By using a VP4/VP2 sequence divergence threshold of approximately 11% for HRV-A and 10% for HRV-B prototypes for distinguishing between intraserotype and interserotype strains, results of molecular typing of HRV-A and HRV-B strains entirely corresponded with those of serological typing (74 HRV-A and 25 HRV-B serotypes) (23). However, to date, HRV-C strains are not taxonomically classified into types, even though a similar level of molecular diversity (equal or greater than HRV-A and HRV-B) seems to exist among HRV-C strains or variants. Using a 10% nucleotide divergence as a threshold, in October 2009, 47 hypothetical HRV-C types were identified (23), and in December 2009 the number of potential types grew to 60 (22). In our study, all 67 HRV-C strains possessed sequences already reported in GenBank, as of 30 April 2010. In addition, while recombination events are known to be frequent among HEVs (15), analysis of the 5′ NCR of HRVs is consistent with multiple interspecies recombination events also in HRV evolution (22).
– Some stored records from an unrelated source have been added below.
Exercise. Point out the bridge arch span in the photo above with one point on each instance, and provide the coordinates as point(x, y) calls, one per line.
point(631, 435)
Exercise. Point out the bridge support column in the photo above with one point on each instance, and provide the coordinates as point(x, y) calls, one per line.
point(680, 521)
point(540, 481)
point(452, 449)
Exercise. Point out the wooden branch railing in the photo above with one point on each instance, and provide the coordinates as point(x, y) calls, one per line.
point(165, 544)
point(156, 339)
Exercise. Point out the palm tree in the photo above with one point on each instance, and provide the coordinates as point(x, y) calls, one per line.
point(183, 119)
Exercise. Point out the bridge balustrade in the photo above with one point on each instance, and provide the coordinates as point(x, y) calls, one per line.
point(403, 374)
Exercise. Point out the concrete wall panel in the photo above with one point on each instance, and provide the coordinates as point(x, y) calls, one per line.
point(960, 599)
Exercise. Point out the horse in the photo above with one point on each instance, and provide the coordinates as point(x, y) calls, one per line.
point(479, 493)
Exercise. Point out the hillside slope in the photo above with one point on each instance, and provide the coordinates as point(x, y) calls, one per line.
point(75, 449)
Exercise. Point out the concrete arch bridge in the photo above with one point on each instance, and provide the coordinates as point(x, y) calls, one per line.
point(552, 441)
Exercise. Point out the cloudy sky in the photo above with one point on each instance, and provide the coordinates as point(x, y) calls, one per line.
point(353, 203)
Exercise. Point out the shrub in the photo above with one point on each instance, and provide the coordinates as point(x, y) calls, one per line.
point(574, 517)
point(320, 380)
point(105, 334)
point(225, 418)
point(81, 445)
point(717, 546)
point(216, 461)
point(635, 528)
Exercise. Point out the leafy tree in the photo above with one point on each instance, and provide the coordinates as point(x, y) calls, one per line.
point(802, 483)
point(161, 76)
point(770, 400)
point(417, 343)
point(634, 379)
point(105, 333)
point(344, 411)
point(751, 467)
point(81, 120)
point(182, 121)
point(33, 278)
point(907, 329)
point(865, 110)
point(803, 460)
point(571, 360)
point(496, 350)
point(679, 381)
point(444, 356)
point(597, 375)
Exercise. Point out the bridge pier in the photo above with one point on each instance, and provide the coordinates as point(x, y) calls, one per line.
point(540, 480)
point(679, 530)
In conclusion, HRVs are the most common virus population circulating within a hospital-based population, and HRV-Cs circulate at a rate close to that of HRV-As. Sequencing of VP4/VP2 genes is required for HRV-C identification as well as cre detection in the VP2 region. However, VP1 gene sequencing is needed to genotypically assign types, as recently reported by Simmonds et al. (19).

Nucleotide sequence accession numbers.

HRV and HEV VP4/VP2 sequences have been submitted to GenBank under accession numbers HM366725 to HM366919 to HM366919 and HM370281 to HM370295, respectively.